"Rencana bulan apa?" Tanyaku.
"Oktober," sahut Reren.
Kamipun seketika saling menatap. Saling memperhatikan. Sedari tadi Reren berdiam diri. "Reren memang penuh teka-teki," ucapku dalam hati.
***
Beberapa minggu setelah pertemuannya dengan Jo, dan menjelang resepsi pernikahannya. Reren dan Rensya bertemu.
*
"Selamat ulang tahun sahabatku, Rena Elysia Anastasya. Tetap tersenyum, kau makin cantik hari ini."
"Saya hanya bisa berikan ini. Kado yang sangat sepesial untukmu."
"Terimakasih Re. Terimakasih telah hadir menjadi sahabat baikku selama ini. Terimakasih atas kadonya."
"Semoga engkau bisa bahagia selalu sahabatku." Reren terdiam sejenak. Kemudian ia melanjutkan kata-katanya, "Maaf, saya yang telah menceritakan semua tentangmu dengan Jo," ucap Reren.

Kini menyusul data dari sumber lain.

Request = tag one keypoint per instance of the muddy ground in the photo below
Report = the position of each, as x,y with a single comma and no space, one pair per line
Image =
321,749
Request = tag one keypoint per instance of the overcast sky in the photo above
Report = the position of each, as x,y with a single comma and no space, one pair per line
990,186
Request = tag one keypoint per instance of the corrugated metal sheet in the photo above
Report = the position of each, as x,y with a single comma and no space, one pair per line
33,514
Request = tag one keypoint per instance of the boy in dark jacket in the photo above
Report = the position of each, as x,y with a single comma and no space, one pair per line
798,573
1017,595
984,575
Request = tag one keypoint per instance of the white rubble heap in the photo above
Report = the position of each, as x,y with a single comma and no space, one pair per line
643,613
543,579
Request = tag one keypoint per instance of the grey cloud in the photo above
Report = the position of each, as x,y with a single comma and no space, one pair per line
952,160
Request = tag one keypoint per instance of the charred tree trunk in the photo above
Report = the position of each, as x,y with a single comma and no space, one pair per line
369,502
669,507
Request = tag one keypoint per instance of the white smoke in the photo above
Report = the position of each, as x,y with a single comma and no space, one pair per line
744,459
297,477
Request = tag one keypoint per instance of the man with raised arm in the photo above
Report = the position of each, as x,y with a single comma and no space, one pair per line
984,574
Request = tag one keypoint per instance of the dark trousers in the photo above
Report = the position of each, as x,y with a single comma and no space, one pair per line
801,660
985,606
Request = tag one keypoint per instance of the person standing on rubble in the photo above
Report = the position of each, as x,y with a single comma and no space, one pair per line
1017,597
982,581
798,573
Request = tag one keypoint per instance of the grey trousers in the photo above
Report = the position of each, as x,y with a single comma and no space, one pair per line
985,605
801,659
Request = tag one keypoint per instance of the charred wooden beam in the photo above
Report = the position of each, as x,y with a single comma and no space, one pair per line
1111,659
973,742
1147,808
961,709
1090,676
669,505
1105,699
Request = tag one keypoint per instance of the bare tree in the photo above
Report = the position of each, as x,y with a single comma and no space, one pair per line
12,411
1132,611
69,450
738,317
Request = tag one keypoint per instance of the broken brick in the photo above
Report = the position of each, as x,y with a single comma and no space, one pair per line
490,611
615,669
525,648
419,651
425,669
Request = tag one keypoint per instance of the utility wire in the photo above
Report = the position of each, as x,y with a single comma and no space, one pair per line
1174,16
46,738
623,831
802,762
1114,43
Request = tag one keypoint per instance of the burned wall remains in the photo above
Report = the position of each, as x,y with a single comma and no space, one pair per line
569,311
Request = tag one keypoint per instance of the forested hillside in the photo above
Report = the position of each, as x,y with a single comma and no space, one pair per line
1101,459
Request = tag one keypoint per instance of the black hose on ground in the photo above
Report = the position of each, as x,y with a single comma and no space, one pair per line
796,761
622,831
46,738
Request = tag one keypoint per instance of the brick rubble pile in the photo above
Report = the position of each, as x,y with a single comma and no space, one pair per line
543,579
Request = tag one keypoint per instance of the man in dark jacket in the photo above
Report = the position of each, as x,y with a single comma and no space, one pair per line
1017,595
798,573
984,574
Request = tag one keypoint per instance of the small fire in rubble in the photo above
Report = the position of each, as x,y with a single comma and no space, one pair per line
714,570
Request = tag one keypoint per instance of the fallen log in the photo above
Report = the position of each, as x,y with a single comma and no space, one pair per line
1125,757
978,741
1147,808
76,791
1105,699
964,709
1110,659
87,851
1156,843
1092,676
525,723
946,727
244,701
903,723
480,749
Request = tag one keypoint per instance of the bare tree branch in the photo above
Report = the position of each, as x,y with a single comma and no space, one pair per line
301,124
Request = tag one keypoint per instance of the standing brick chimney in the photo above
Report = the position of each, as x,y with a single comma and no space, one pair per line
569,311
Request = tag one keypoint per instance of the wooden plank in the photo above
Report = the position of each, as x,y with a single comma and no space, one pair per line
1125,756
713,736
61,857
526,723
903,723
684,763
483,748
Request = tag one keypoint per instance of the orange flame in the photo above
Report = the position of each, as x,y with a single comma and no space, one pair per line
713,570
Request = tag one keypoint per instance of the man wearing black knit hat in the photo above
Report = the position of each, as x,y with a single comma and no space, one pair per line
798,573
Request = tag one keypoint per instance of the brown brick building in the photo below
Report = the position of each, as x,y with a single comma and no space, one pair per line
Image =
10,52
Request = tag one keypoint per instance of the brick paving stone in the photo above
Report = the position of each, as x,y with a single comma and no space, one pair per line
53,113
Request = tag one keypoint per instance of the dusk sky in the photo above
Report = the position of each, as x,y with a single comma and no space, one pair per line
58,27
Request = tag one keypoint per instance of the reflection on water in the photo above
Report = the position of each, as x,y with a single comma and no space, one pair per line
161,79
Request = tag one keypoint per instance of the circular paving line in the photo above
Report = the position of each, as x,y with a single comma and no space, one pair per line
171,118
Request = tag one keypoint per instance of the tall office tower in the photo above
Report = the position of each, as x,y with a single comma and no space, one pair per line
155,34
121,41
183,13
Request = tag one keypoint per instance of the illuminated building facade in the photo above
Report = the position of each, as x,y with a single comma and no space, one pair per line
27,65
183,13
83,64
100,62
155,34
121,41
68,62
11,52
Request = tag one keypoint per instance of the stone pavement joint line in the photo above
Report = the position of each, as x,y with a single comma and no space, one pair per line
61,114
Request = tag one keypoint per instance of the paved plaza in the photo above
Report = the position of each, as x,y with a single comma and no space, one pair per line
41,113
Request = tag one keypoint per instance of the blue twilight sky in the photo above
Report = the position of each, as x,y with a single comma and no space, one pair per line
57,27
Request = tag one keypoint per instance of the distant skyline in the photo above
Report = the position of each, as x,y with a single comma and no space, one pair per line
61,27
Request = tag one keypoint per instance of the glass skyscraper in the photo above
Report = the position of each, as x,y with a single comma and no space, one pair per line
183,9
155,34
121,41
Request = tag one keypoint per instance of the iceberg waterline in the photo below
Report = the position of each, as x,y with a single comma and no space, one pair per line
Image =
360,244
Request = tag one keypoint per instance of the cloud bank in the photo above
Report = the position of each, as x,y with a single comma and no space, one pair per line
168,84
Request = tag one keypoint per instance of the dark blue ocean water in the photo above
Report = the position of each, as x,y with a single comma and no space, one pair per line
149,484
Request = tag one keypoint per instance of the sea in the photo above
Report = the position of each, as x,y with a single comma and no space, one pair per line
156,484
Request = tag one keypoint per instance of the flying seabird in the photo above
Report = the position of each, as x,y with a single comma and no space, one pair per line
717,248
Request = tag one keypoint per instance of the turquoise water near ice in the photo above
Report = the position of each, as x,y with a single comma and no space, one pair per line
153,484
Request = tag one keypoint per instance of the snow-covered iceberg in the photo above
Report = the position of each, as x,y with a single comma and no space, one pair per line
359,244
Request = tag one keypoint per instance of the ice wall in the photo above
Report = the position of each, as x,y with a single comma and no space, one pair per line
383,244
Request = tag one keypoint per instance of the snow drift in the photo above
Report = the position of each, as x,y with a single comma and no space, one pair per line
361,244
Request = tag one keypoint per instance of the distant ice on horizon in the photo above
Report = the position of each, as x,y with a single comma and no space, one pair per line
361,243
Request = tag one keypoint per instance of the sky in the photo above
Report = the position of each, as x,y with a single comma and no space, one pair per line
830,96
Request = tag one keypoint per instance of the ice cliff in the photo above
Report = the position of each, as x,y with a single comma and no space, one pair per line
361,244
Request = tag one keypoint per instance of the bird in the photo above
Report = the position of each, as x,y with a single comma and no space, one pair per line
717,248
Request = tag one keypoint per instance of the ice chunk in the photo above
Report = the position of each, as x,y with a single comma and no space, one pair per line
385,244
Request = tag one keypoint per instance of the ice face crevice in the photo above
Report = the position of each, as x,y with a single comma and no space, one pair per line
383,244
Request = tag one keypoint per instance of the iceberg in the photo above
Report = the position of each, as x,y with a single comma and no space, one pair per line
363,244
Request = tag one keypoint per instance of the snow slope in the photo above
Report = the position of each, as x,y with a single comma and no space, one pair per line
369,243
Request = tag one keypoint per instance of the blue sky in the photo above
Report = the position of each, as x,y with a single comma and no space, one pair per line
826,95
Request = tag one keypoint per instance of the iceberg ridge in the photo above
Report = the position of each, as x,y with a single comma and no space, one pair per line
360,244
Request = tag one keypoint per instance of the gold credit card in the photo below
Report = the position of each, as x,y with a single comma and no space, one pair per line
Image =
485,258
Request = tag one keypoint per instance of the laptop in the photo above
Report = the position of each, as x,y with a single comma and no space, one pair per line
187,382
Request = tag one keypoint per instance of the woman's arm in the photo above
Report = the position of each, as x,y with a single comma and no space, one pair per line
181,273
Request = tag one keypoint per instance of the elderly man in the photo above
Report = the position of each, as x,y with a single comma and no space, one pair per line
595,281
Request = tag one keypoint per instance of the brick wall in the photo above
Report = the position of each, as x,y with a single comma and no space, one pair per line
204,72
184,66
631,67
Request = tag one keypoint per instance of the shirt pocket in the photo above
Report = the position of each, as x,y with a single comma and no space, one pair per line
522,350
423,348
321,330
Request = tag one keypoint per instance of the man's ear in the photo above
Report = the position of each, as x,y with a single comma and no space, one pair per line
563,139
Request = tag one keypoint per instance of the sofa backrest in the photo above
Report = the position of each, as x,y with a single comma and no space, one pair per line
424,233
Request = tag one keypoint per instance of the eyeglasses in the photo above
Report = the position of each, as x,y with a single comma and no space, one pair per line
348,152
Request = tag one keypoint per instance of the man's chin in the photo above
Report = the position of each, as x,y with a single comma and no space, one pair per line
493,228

Rensya terkejut, ia lantas menegakkan kepalanya. Ia menatap Reren dengan tajam. Tak berkedip. Seakan Rensya ingin marah. Namun, ia tak mampu berkata-kata. Rensya merasa Reren tak menepati janjinya. Padahal ia berpesan untuk tidak berikan informasi apapun tentangnya dan juga Jo, saat Jo berada di klinik dahulu.
Namun, Reren sangat paham dengan pengharapan Jo dan Rensya. Mereka berdua saling berharap untuk jumpa dan kembali, namun sebab ego mereka akhirnya memilih untuk menghindar. Reren hanya berusaha agar mereka bisa kembali lagi.